O escritor Machado de Assis
O escritor Machado de Assis. Crédito: Reprodução

A complexidade do narcisismo: por que o conceito é tão difícil de ser percebido

Quando se vê um filme ou se lê um livro, é comum considerá-los peças de ficção, algo fora da realidade, e causa surpresa ao espectador descobrir que o que viu em cena está acontecendo em sua vida

Tempo de leitura: 3min
Publicado em 02/11/2024 às 10h00
  • Adelmo Marcos Rossi

    É empreendedor, engenheiro, psicólogo, filósofo e escritor, coordena o Grupo de Pesquisa do Narcisismo. Publicou "A Cruel Filosofia do Narcisismo" (2021) e "O Imortal Machado de Assis – Autor de si mesmo" (2024). Acha-se envolvido também no estudo do autismo sem linguagem

Machado de Assis introduziu um diferencial na literatura. Esse diferencial apoia-se no fato de ter tomado desde bem jovem o conceito de narcisismo como princípio de seu pensamento, que o protegeu de surpresas. Seu narcisismo passou oculto junto com sua psicologia sem que tivesse sido até hoje descoberto. É o que demonstro no livro "O Imortal Machado de Assis – Autor de si mesmo" (2024), recentemente lançado.

Quando se vê um filme ou se lê um livro, é comum considerá-los peças de ficção, algo fora da realidade, e causa surpresa ao espectador ao descobrir que o que viu em cena está acontecendo em sua vida.

O conde Tolstói fez enorme sucesso com suas grandes obras, "Anna Kariênina" e "Guerra e paz", estava bem casado, bem de vida, mas não se deu conta que em sua obra ele se contava enquanto contava, como se estivesse separado do que produzia. Em sua ficção estava também representado. Em 1878 passou por uma crise existencial, então publicou "Uma confissão" e logo a seguir "A morte de Ivan Ilitch", agora, nestas duas obras, de cunho pessoal, o eu lírico na obra era o autor do livro.

Esse fenômeno de disjunção acontece pelo fato de o narcisismo não ser inerente ao ser humano desde o nascimento, vindo-lhe de fora, sem que seja percebido, no período de formação que vai de zero a cinco anos, e uma vez adquirido, estará em ação no sujeito, que segue adiante, inconsciente de ter adquirido um conceito necessário para o cuidado de si, para a responsabilidade, o desejo de ter sucesso na vida, mas sendo também fonte de doenças.

Essa aquisição inconsciente do narcisismo faz com que ele seja um dos conceitos mais difíceis de ser percebido.

Machado de Assis, chegando aos 17 anos de idade, desejoso de ser escritor e percebendo o narcisismo em ato no relacionamento humano, tomou-o como princípio, e com ele, combinado com outros – Petalogia, Rubicon, Diógenes, Caiporismo, Ponto de Admiração, Prometeu no Cáucaso, Espelho –, criou uma psicologia literária em que esses conceitos terão analogia aos depois descobertos por Freud.

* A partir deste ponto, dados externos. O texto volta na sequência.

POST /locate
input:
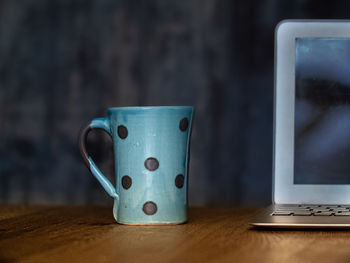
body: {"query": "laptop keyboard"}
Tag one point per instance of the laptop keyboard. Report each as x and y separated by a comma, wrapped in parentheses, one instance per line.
(312, 210)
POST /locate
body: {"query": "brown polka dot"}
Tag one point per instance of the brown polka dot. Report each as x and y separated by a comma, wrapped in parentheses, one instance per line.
(126, 182)
(152, 164)
(179, 181)
(149, 208)
(183, 124)
(122, 131)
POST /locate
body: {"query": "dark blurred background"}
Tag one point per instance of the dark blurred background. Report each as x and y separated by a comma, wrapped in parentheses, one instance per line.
(64, 62)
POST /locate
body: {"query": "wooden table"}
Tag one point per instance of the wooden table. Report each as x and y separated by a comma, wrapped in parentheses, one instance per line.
(89, 234)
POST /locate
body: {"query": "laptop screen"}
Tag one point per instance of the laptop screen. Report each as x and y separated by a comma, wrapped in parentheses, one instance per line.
(322, 111)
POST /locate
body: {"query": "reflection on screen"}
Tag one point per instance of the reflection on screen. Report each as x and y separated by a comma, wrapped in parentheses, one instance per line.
(322, 111)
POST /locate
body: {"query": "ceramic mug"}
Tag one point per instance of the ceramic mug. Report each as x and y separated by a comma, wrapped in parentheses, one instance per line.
(151, 157)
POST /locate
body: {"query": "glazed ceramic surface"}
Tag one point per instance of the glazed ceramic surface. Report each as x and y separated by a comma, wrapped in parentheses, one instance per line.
(151, 155)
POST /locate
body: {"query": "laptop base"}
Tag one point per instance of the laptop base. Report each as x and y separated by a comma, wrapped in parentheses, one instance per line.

Pelo seu lado, Freud não tinha uma escolha profissional definida, por acidente de percurso se tornou médico aos 26 anos, vindo a criar, depois dos 40 anos, uma psicologia dentro da medicina com a qual atendia pacientes. Nessa psicologia, que nomeou psicanálise, tomou como princípio o inconsciente, e considerou que a causa das doenças era o material reprimido retornando desse inconsciente.

Em 1914 aconteceu uma reviravolta quando Freud deu-se conta de que o que se encontrava oculto por detrás das doenças era, na verdade, a inconsciência do narcisismo e justificou-se dizendo “essa parte da alocação da libido [narcísica] ficou inicialmente oculta para a nossa pesquisa, cujo ponto de partida eram os sintomas neuróticos”.

Freud tinha então partido das doenças, porém causadas pela inconsciência do narcisismo que empurra a pessoa a se fazer notar a qualquer custo, engolindo fogo, como os artistas de circo, e não de um inconsciente que existisse por si mesmo sem narcisismo. É nesse ponto que se encontra o diferencial de Machado de Assis: ter tomado o narcisismo como princípio de seu pensamento protegeu-o de ser surpreendido como o foram Tolstói e Freud.